In 1985, he was awarded a Fulbright scholarship to attend the Julliard School, where he earned a master's degree in music. A year later, he went back to Haiti, where he founded the New Victorian School in 1991 to teach music to children who needed a way to escape poverty.
On the day of the earthquake, Joseph was exiting the third floor of the school when it shook. "I remember two steps: holding the door open and the door being gone," he said.
When he regained consciousness, the pain from his injuries was agonizing. He called for help through the mountain of rubble, and voices answered through the holes. "We hear you."
Friends and co-workers pulled Joseph out just before noon on Jan. 14, and he was flown to Jackson Memorial the next day.
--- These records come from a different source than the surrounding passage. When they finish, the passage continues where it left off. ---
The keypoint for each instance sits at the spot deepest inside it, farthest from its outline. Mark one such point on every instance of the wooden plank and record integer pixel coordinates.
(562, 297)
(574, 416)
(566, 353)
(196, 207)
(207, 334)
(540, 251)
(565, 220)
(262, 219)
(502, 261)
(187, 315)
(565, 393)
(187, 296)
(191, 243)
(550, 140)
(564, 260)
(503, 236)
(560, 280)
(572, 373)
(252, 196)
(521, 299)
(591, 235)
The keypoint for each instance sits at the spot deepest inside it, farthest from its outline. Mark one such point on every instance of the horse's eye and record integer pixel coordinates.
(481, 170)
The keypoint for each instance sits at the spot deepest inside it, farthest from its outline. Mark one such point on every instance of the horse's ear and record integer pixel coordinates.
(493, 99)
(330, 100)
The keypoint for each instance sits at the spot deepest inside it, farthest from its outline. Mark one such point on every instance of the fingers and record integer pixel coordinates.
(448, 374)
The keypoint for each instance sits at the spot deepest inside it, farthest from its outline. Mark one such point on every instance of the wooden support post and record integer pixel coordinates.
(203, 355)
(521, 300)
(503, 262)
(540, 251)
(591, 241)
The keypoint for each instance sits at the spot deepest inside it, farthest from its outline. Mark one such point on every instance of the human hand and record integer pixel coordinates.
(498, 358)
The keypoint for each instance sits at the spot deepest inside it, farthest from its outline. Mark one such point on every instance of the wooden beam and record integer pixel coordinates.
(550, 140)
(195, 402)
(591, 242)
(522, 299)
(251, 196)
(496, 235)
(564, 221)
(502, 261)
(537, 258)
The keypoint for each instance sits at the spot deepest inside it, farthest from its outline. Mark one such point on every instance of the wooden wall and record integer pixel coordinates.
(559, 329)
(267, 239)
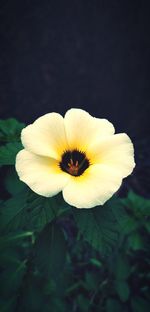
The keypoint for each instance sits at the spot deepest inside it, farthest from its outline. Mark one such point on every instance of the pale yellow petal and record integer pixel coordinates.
(46, 136)
(97, 184)
(116, 151)
(82, 129)
(41, 174)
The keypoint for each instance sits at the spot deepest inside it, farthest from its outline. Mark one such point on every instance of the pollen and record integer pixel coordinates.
(74, 162)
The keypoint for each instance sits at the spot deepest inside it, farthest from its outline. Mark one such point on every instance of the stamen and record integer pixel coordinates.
(74, 162)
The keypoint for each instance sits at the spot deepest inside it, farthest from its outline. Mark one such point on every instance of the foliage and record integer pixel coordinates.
(55, 257)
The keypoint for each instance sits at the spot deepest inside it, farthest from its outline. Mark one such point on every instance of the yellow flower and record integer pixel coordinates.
(79, 155)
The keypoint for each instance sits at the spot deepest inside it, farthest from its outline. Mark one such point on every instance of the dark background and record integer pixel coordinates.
(87, 54)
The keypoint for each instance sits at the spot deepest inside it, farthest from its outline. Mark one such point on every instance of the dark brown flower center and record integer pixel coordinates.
(74, 162)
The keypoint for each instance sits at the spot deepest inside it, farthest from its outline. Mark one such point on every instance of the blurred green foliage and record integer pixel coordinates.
(58, 258)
He wouldn't learn until later that his wife, who was two floors below him when the school collapsed, was dead. Her body still hasn't been recovered. She was seven months pregnant.
Joseph is mourning her and their unborn child even as he tries to heal and rehabilitate his hands.
His doctor is optimistic about his recovery. "I think his chances of playing are very good," Owens said. "X-rays showed his bones are healing straight."
But Joseph isn't sure he'll ever be the same musician. "These guys have no idea what it takes to play the violin," he said. He plays the donated keyboard for exercise and spends five hours a day breathing pure oxygen in a hyperbaric chamber to help his hands mend more quickly.
"Violins require dexterity," Joseph said. "My hand will heal -- that won't be a problem. Will I play with it? That's a whole different story."